Plaintiff and former resident Maxine Lathan said she contacted Mac as early as August 2022 with concerns the electric heaters could overload the power systems and cause a fire, but did not receive a response.
Cassel has denied the electric heaters were to blame. He also has said the electric heaters will not be removed as they are “the long-term heating and cooling system for all six buildings.”
“The series of events that led to the Dec. 23 transformer failure are complicated and involve a number of factors, including many that were beyond Mac’s control,” Cassel said in a statement Thursday.
“We are confident that under scrutiny our residents will see that Mac has always been a good and compliant landlord and cooperated with the city, ComEd and all of our business and community partners to provide safe and comfortable housing for the residents of Hyde Park,” he said.
Johnson, who lives on the 13th floor of one of the affected buildings and has arthritic knees, was informed around 11 p.m. Christmas Eve she needed to evacuate and took the stairs in the dark to do so, she said.

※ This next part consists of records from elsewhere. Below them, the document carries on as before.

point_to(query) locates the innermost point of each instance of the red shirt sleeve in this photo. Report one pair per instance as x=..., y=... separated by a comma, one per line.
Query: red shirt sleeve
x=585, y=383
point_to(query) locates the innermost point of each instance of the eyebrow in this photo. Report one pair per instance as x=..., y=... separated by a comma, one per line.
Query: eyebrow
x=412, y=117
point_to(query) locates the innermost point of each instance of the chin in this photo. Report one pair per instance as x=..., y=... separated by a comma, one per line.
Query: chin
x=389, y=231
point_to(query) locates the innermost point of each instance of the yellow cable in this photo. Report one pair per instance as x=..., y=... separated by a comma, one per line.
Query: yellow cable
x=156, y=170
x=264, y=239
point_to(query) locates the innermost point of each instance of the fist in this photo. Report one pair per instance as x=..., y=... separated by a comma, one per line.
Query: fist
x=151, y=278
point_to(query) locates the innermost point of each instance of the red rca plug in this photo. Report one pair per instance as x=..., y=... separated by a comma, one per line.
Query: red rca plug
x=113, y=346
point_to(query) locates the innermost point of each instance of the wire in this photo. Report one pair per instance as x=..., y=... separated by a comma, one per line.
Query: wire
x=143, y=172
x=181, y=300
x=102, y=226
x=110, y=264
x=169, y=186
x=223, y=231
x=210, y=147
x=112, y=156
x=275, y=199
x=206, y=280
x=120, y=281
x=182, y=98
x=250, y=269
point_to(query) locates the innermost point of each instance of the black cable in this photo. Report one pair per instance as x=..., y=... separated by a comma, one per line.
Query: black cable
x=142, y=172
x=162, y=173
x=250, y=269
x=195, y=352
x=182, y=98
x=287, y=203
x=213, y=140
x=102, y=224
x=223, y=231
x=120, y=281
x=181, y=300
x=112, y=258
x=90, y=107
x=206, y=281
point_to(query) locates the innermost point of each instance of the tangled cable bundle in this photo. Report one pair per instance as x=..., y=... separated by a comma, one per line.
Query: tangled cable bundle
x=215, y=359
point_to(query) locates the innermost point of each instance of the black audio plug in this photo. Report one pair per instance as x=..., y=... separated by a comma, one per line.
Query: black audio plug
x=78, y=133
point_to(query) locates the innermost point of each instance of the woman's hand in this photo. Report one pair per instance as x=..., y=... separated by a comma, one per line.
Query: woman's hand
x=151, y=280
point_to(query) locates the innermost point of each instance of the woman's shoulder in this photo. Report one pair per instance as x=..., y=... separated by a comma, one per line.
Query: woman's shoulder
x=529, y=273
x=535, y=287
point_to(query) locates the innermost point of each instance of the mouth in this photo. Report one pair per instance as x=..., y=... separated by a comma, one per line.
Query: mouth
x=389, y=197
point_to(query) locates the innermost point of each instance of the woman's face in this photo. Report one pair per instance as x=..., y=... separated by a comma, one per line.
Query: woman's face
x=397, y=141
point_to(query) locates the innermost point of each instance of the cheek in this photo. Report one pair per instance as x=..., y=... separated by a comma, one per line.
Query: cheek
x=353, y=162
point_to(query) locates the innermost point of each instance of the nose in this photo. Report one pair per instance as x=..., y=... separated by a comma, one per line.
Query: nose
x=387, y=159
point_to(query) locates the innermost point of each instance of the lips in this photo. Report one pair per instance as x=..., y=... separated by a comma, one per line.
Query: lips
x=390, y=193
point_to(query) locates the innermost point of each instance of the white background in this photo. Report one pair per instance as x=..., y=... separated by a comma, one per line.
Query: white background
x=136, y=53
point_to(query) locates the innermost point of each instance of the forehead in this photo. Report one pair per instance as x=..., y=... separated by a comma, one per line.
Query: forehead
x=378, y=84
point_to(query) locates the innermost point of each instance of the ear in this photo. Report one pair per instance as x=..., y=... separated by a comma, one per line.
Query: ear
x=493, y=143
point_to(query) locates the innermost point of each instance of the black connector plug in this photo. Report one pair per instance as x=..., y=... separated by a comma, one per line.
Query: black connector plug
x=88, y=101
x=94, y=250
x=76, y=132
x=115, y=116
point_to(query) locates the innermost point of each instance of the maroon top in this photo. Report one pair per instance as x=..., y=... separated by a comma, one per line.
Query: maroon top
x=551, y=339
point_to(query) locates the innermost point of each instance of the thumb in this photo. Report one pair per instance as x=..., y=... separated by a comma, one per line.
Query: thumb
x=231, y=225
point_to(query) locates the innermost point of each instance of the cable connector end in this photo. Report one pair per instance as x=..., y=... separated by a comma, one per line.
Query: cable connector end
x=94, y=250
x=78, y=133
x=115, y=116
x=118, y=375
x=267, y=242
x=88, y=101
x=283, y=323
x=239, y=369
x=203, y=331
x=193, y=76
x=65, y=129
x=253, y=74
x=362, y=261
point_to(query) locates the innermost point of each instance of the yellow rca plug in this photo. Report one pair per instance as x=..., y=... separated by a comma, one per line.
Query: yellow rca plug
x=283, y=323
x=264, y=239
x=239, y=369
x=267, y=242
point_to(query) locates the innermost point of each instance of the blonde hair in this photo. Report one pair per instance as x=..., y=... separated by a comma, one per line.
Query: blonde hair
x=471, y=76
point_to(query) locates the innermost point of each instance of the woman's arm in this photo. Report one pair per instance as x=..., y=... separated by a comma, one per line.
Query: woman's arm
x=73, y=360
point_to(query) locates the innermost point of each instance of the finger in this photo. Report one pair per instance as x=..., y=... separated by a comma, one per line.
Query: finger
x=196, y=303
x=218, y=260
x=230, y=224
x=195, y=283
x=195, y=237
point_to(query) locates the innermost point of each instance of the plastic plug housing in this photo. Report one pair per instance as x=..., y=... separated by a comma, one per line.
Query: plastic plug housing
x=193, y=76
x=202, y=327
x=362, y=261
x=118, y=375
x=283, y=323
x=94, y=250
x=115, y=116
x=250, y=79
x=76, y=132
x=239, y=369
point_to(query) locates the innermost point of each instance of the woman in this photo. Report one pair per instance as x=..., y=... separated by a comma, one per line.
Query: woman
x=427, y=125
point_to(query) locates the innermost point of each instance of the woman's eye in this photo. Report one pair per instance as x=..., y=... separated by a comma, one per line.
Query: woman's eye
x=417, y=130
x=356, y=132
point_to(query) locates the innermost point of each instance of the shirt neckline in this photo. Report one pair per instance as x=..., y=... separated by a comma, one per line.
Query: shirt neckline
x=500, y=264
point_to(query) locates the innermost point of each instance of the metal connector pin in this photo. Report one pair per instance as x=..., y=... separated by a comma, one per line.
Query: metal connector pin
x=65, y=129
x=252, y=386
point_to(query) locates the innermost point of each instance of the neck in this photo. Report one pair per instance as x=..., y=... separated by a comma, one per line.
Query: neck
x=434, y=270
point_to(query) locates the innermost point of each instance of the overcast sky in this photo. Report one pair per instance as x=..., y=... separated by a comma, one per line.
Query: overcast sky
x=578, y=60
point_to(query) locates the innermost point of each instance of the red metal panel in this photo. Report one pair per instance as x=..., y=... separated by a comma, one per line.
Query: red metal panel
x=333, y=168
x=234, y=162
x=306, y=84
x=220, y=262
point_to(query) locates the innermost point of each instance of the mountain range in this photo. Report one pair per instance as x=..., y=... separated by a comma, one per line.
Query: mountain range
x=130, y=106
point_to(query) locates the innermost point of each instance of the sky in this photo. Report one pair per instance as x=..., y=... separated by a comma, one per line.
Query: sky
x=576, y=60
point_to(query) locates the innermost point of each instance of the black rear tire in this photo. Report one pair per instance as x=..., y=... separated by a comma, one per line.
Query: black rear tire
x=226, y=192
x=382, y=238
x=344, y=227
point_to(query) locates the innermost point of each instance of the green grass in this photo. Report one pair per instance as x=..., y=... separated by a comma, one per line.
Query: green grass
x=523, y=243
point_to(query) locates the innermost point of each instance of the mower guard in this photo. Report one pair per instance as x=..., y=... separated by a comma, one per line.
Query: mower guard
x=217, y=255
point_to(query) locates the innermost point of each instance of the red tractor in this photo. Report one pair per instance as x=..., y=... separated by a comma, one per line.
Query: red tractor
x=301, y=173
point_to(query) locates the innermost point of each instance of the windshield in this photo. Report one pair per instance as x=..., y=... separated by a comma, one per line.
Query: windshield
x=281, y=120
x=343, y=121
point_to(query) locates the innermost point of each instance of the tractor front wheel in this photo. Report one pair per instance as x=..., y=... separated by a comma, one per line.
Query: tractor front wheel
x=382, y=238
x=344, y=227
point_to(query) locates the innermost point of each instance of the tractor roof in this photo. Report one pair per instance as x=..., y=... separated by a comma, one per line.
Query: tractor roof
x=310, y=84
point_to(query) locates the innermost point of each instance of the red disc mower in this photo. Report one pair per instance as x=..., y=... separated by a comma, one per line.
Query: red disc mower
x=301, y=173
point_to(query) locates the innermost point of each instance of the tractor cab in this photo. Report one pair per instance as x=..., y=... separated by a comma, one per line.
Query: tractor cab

Some residents — like plaintiff Shaunte Sims, her spouse and two children — sat in their car for hours to stay warm before the city shut the building down. Others slept overnight in their cars after the buildings were closed, ABC 7 reported.
Sims and her spouse paid for a hotel on Christmas Eve, then went to Texas to stay with family for a couple weeks before returning to Chicago, she said.
While the buildings were closed, inadequate security combined with the Fire Department’s forced entry into apartments when they swept the building led to some homes being burglarized, according to the lawsuit.
“I still expected my place to be looking how I last saw it,” Sims said. “… It was like my house was ransacked. It was filthy. It was only like three [Christmas] gifts left under the tree, and it was probably 18 to 20 gifts that I wrapped.
“That’s crazy, right? Hard-earned money got spent on that, and I be expecting my stuff to be secure in my house. It’s no way somebody should’ve gotten access to my things.”
Sims ended her lease and moved into a home further from her job and her kids’ daycare; Johnson moved back into her Algonquin apartment Jan. 13; Lathan, moved to another Mac property, according to the lawsuit.
The lawsuit seeks repayment for moving costs, damages and other residents’ needs, but specifics on how much that compensation should be are not yet available, attorney Caryn Lederer said this week.
Lathan said she wants Mac to take responsibility for its “negligent” behavior, she said.
“I know that profits are important to any business, but please don’t put your profits ahead of your tenants’ safety,” Lathan said. “Do right by us.”
Mac provided shelter to displaced residents at hotels or other company-owned apartments by request and gave a $100 prepaid debit card to each household, Cassel said earlier this month. The company has since offered another $150 debit card to some displaced households, according to the lawsuit.
Mac is also working with residents “to ensure they are reasonably reimbursed for damages” — including paying up to $500 worth of renter’s insurance deductibles — and “issuing appropriate rent credits for residents who were displaced,” Cassel said.
Some tenants received their usual January rent notices; have not been credited in full for the days they were displaced; and experienced pushback as they requested the second debit cards, residents said. Many residents never received the second card, according to the lawsuit.
The buildings were reopened Jan. 13 with city approval after Mac restarted the boilers, repaired leaking pipes and installed temporary doors on all units, Cassel said. Crews have continued to fix cosmetic damage and deep-clean apartments since residents moved back in, he said.
The city’s buildings department allowed the affected apartments to reopen as of last week, spokesperson Michael Puccinelli confirmed. The city, the owner and ComEd are working to “safely increase the supply of electricity to the building” to account for the window heaters’ operation, he said.